Edit : Sorry about that link. It's this one:

God Particle - Drums Sample - SoundCloud


----------



## Kairos

bleed2510 said:


> Edit : Sorry about that link. It's this one:
> 
> God Particle - Drums Sample - SoundCloud



Hey, man. The kick sounds kind of flabby. I don't really know much about eq, but I usually boost some bass frequencies, and add a few db in the 8-10k range for a nice click. I also take out some mids, depending on the mix. Try recording some guitar parts, and even a bass part if you can, and you'll have a really good template to practice mixing.

One you do that, then set the eq to flat and boost one frequency at a time, and set it back to flat. Once you know what each frequency does to the sound, change two bands and see how it sounds. Continue this with more bands until you like the way it sounds


----------



## Variant

> The point in 'multiout' feature is to send all the tracks in the Superior Drummer 2 to separate tracks in you DAW. After that... you have all the power to make ANYTHING, I mean ANYTHING to them. Activating the 'multiout' feature differs from what DAW you're using, but there are many guides to that, so I'm not typing it out.
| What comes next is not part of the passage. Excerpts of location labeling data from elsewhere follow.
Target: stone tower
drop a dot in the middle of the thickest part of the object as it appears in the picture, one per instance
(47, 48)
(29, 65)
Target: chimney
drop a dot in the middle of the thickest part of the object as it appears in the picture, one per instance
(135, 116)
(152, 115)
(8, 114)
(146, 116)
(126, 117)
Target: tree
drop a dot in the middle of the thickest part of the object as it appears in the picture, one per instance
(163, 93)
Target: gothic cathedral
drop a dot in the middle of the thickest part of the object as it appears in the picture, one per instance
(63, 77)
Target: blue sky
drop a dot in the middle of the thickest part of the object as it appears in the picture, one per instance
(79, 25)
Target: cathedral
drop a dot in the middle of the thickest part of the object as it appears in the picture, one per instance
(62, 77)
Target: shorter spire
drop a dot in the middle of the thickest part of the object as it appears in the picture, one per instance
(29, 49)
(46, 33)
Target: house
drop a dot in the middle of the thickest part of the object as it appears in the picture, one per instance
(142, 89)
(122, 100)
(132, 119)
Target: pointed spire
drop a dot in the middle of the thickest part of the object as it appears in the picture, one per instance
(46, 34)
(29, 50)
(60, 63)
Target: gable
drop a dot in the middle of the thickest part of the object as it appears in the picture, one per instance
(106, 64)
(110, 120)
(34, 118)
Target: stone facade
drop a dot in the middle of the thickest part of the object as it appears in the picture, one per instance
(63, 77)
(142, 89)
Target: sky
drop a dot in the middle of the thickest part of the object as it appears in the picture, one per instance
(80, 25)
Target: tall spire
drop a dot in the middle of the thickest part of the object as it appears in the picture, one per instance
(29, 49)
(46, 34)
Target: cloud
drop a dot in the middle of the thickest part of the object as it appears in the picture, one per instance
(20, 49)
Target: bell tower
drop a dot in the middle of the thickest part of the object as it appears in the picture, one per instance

Honestly, this is _*THE*_ most important thing, IMHO, that one needs to do with S2.0. While transient designers, cutoffs, etc. can be applied in the Toontrack mixer, sub-bus your groups (kick, snare, toms, ride, crash, overheads, room) to your DAW, and handle them there, and even bus them down to more pertinent buses (like verb, and group compression) before going to the master.


----------



## Leec

Using X-drums:

First off, make sure you're looking at the Construct window in Superior. In the almost-top right corner you should see a a small dropdown menu with 'X-drum' written in it. Click this and choose New.
A kick drum should appear to the right of your kit. Hopefully there should be a blue glow around this new kick drum, but if not, right-click on it. This will allow you to change the drum, set its output, etc.

Ok, to the right of the new kickdrum you should see X-drum control window. The top line should say 'X-drum 1'. Beneath that is a drop down allowing you to choose the library you're getting your new X-drum from. In my case, I own many Toontrack products, so I can choose to get the X-drums from EZD, EZD DFH, DFHS, NY Avatar or TMF. So I'll go ahead and choose the Avatar library. 

Beneath this is the Microphone Assignment button. This section allows you to specify which mics will pick up the new drum. I'd recommend leaving this for now. Come back to mess with it later if you feel like it, but it's not important to getting the X-drums working.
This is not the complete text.